What type of AI expertise do politicians need to regulate AI?
US lawmakers are striving to understand and regulate artificial intelligence (AI) as the technology rapidly evolves. Representative Ted Lieu believes that legislators do not need to be computer science experts to make decisions on AI-related matters.
US Congress lawmakers do not need to be computer science experts to make informed decisions on AI, stated Rep. Ted Lieu (D-Calif.), one of four Members of Congress with a computer science degree. Lieu proposes the creation of a blue-ribbon commission to study AI and provide guidance for regulation. Representatives Ken Buck and Anna Eshoo are co-sponsors of bill H.R. 4223, for the establishment of such a commission.

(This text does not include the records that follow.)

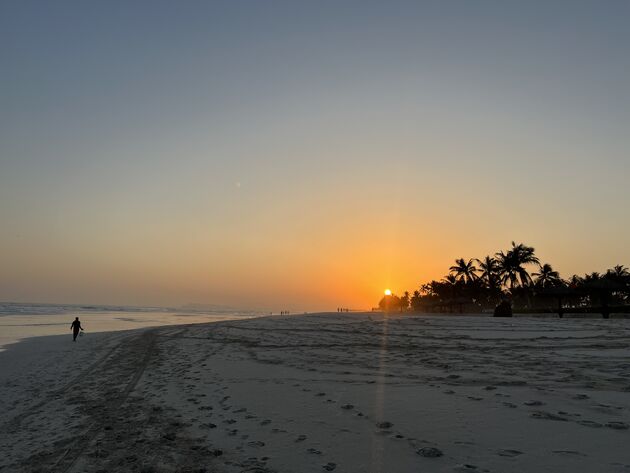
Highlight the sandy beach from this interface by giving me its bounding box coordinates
[0,313,630,472]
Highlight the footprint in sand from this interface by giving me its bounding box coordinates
[530,411,567,422]
[497,449,523,457]
[578,420,604,428]
[523,401,545,406]
[605,422,630,430]
[453,463,479,471]
[552,450,586,457]
[416,447,444,458]
[572,394,591,401]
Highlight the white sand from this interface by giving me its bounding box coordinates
[0,314,630,473]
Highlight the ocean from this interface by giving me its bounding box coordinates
[0,302,268,351]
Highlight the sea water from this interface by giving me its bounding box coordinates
[0,302,263,351]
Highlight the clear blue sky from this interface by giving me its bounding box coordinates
[0,0,630,308]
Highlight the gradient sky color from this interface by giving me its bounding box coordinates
[0,0,630,310]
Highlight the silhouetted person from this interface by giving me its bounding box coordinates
[70,317,83,342]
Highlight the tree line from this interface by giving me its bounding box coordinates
[379,242,630,317]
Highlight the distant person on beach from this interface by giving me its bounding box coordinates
[70,317,83,342]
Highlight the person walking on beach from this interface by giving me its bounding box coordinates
[70,317,83,342]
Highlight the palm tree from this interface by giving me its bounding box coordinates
[532,263,562,289]
[400,291,409,312]
[449,258,478,282]
[604,264,630,284]
[477,255,499,289]
[496,242,540,289]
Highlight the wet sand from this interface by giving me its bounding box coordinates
[0,313,630,473]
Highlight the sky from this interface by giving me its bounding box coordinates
[0,0,630,311]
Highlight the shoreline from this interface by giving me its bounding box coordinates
[0,313,630,473]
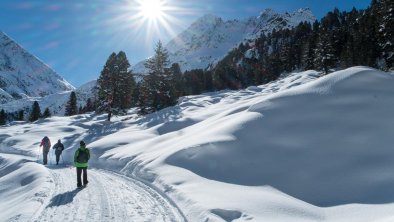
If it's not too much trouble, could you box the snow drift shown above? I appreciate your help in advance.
[0,67,394,221]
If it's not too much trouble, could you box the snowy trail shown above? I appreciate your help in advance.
[32,167,186,222]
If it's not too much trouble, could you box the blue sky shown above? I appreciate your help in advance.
[0,0,370,87]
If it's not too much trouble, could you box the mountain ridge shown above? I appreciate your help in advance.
[132,8,316,74]
[0,31,75,103]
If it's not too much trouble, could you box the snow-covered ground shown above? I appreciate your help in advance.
[0,67,394,221]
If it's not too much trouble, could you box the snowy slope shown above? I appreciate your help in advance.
[0,67,394,221]
[0,32,74,103]
[133,9,316,73]
[1,80,96,116]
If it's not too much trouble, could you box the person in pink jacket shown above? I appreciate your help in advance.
[40,136,51,165]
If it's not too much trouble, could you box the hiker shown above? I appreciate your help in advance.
[52,140,64,165]
[74,141,90,188]
[40,136,51,165]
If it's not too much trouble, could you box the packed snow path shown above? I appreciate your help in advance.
[32,166,185,222]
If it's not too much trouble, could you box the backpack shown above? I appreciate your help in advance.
[56,144,64,151]
[77,149,89,163]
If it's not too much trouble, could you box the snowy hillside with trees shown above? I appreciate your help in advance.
[0,32,74,100]
[0,67,394,221]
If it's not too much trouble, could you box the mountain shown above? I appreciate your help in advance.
[0,67,394,222]
[133,8,316,73]
[0,32,75,104]
[0,80,96,116]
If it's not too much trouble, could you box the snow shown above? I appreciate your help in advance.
[0,67,394,221]
[0,32,74,99]
[0,80,96,116]
[133,9,316,73]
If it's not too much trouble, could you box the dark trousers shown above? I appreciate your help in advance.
[77,167,88,187]
[42,151,48,165]
[56,153,62,164]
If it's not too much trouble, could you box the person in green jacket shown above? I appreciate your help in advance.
[74,141,90,188]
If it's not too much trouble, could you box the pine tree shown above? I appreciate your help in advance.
[64,91,78,116]
[314,33,336,74]
[97,51,136,112]
[96,52,116,112]
[139,41,172,113]
[78,105,85,114]
[84,98,94,112]
[0,109,7,126]
[170,63,185,101]
[17,110,25,121]
[114,51,136,109]
[29,101,41,122]
[42,107,52,119]
[378,0,394,70]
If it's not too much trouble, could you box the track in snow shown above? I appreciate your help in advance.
[32,167,186,222]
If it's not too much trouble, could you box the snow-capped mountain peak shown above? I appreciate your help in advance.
[0,32,75,103]
[133,8,316,73]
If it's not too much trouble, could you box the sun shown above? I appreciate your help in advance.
[139,0,165,20]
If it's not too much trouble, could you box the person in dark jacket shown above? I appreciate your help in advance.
[74,141,90,188]
[52,140,64,165]
[40,136,51,165]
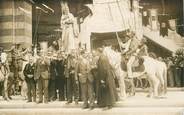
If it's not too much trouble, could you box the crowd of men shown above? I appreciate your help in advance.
[0,31,179,109]
[0,42,122,109]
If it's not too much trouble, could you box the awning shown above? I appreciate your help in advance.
[79,0,134,49]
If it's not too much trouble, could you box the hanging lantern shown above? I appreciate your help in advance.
[149,9,158,30]
[40,41,48,53]
[169,19,176,31]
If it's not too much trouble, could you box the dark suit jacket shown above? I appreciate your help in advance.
[23,63,35,81]
[34,58,50,80]
[76,59,94,83]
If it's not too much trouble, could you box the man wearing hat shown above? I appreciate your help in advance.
[75,51,94,109]
[34,50,50,103]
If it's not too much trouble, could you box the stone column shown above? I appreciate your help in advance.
[0,0,32,49]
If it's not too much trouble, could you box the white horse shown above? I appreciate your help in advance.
[103,47,167,99]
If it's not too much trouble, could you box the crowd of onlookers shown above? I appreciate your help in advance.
[0,43,184,109]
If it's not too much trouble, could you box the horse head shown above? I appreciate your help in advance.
[103,46,121,69]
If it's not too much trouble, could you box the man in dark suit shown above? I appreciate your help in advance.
[65,53,79,104]
[56,52,66,101]
[23,57,36,102]
[75,51,94,109]
[34,52,50,103]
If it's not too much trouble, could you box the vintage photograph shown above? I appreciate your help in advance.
[0,0,184,115]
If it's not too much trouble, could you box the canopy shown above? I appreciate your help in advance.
[79,0,134,49]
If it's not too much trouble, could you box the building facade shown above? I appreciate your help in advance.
[0,0,32,49]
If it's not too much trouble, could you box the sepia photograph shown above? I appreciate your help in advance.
[0,0,184,115]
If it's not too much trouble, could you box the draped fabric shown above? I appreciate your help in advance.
[78,0,135,50]
[158,15,169,37]
[97,54,117,107]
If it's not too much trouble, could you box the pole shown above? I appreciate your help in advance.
[12,0,15,44]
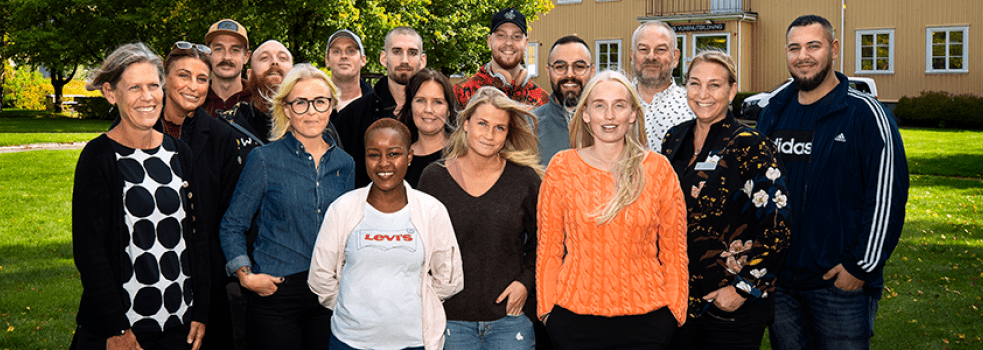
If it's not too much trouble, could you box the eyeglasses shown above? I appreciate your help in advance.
[287,97,331,114]
[174,41,212,55]
[550,61,590,75]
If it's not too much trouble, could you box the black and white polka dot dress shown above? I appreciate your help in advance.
[113,137,192,332]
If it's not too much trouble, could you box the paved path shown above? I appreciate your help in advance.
[0,141,88,153]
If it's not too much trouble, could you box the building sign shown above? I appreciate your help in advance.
[672,23,724,32]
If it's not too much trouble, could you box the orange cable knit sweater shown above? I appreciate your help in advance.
[536,150,689,325]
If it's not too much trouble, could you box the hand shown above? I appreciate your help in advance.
[106,329,143,350]
[495,281,528,316]
[703,286,745,312]
[823,264,864,290]
[236,266,283,297]
[188,321,205,350]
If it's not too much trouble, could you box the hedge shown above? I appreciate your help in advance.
[894,91,983,129]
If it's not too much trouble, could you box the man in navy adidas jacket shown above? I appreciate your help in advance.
[757,15,908,350]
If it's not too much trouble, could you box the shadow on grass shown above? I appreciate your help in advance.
[908,153,983,178]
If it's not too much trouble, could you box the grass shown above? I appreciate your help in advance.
[0,108,112,133]
[0,127,983,350]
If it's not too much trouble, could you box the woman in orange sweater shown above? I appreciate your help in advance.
[536,71,688,350]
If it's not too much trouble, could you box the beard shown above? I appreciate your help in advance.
[550,77,584,107]
[246,65,285,111]
[632,60,672,86]
[389,63,416,85]
[788,54,833,92]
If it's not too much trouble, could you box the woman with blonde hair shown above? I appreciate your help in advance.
[220,64,355,349]
[662,50,790,349]
[536,71,687,349]
[418,87,542,350]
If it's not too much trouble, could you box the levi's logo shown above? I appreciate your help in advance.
[365,233,413,242]
[356,229,418,252]
[771,130,813,163]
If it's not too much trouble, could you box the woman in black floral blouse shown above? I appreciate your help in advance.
[662,51,791,349]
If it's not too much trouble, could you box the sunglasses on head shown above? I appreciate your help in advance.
[174,41,212,55]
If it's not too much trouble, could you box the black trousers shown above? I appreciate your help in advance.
[246,271,331,350]
[669,298,775,350]
[546,305,677,350]
[69,324,192,350]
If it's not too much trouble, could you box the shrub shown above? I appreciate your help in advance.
[75,96,112,119]
[730,91,758,119]
[894,91,983,128]
[3,65,55,111]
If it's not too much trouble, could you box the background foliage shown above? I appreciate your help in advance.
[0,0,553,104]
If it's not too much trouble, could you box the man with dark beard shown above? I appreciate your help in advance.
[454,8,549,108]
[532,35,594,166]
[631,21,696,152]
[755,15,908,350]
[329,27,427,188]
[219,40,294,148]
[202,19,252,117]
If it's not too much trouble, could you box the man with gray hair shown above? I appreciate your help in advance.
[332,27,427,188]
[631,21,696,152]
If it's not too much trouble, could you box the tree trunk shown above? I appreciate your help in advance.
[51,65,78,113]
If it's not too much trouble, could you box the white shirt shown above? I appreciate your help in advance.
[634,80,696,152]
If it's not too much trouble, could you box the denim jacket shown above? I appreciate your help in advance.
[219,132,355,276]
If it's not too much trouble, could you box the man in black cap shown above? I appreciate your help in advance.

In building evidence, the US Congress has been hosting numerous forums with tech executives and experts to explore the effects of AI on national security, privacy, and copyrights, with resulting legislation expected next year.
Rather than crafting explicit regulations, Lieu suggests that lawmakers should establish standards and principles, leaving implementation to federal agencies, drawing parallels with the Food and Drug Administration (FDA).
Some regulations do not need to wait for the blue-ribbon commission, such as the use of autonomous nuclear weapons by the US military and banning AI-generated deepfakes in political elections.
AI regulation enjoys bipartisan support in the US politics.